Arroganz der Technokraten

Sind Bürgerentscheide über Krankenhaus-Standorte zu komplex für das Volk? Das scheint man im niedersächsischen Innenministerium zu glauben. Mehr Demokratie-Landessprecher Dirk Schumacher sieht das anders.

Dirk Schumacher traut den Bürgern einiges zu. Wenn man sie lässt...

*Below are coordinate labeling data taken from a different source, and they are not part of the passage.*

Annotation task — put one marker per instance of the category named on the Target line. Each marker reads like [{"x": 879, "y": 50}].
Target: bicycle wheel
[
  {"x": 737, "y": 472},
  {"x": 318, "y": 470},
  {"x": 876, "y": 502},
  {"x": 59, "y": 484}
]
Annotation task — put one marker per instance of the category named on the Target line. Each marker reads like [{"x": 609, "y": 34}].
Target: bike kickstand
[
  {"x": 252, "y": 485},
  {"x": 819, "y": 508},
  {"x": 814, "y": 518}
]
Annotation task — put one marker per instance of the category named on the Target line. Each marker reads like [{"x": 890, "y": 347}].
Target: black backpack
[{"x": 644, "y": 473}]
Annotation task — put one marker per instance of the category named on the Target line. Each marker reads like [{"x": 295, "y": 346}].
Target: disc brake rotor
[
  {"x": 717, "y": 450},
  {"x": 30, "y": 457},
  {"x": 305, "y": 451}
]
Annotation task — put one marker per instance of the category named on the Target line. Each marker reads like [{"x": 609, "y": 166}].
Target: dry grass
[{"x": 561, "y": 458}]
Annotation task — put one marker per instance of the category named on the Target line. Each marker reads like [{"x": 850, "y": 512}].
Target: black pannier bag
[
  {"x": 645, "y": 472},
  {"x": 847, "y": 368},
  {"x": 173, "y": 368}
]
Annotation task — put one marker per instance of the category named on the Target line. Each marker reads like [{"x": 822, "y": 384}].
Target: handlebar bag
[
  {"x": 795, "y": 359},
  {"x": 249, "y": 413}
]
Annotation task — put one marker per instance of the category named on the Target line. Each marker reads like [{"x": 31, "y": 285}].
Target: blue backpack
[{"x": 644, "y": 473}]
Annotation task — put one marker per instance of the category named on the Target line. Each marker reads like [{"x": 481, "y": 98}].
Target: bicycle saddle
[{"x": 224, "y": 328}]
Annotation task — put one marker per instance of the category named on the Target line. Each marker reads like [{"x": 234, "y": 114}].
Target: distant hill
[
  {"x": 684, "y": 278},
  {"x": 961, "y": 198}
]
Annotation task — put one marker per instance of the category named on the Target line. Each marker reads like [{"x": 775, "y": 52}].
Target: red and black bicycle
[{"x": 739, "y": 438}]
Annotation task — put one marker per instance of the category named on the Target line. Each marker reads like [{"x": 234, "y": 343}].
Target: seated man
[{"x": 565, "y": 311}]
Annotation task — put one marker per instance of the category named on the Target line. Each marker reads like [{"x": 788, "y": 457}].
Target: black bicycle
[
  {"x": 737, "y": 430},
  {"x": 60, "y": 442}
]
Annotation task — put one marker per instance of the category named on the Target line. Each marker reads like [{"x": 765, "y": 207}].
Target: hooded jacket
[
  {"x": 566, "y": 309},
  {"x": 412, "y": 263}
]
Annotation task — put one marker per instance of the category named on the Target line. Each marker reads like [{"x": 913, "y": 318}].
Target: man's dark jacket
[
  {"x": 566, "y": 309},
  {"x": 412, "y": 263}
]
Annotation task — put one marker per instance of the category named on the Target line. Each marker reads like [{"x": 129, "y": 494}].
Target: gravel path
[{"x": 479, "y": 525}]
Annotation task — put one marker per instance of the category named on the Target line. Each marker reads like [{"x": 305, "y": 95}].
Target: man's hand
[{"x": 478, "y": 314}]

Die taz Nord war so freundlich, unsere Pressemitteilung  Niedersachsen: Allerletzter Bürgerentscheid über ein Krankenhaus? aufzugreifen. Autor Reimar Paul überschrieb seinen Artikel mit den Worten „Bürgerentscheide über Kliniken: Zu komplex für das Volk?“ und lässt auch Simone Schelk, die Pressesprecherin des niedersächsischen Innenministeriums, zu Wort kommen. Darüber freuen wir uns – und unser niedersächsicher Landessprecher Dirk Schumacher antwortet Frau Schelk sehr gerne. Das ist seine Erwiderung zu den fünf wichtigsten Punkten, gefolgt von einem konstruktiven Verbesserungsvorschlag:

Das Statement des Innenministeriums zeigt, dass die Landesregierung den Menschen nicht viel zutraut. Nein, Bürgerentscheide über  Krankenhausfragen sind nicht zu komplex für das Volk, wie man im Innenministerium offenbar glaubt.  Bürgerbegehren und Bürgerentscheide sind sehr wohl geeignet, um auch über diese Themen zu entscheiden.  Was ‚bedarfsgerecht‘ und wie viel ‚Wirtschaftlichkeit‘ erträglich ist, das können die Menschen mit den nötigen Infos auch selbst  beurteilen. Wer, wenn nicht sie?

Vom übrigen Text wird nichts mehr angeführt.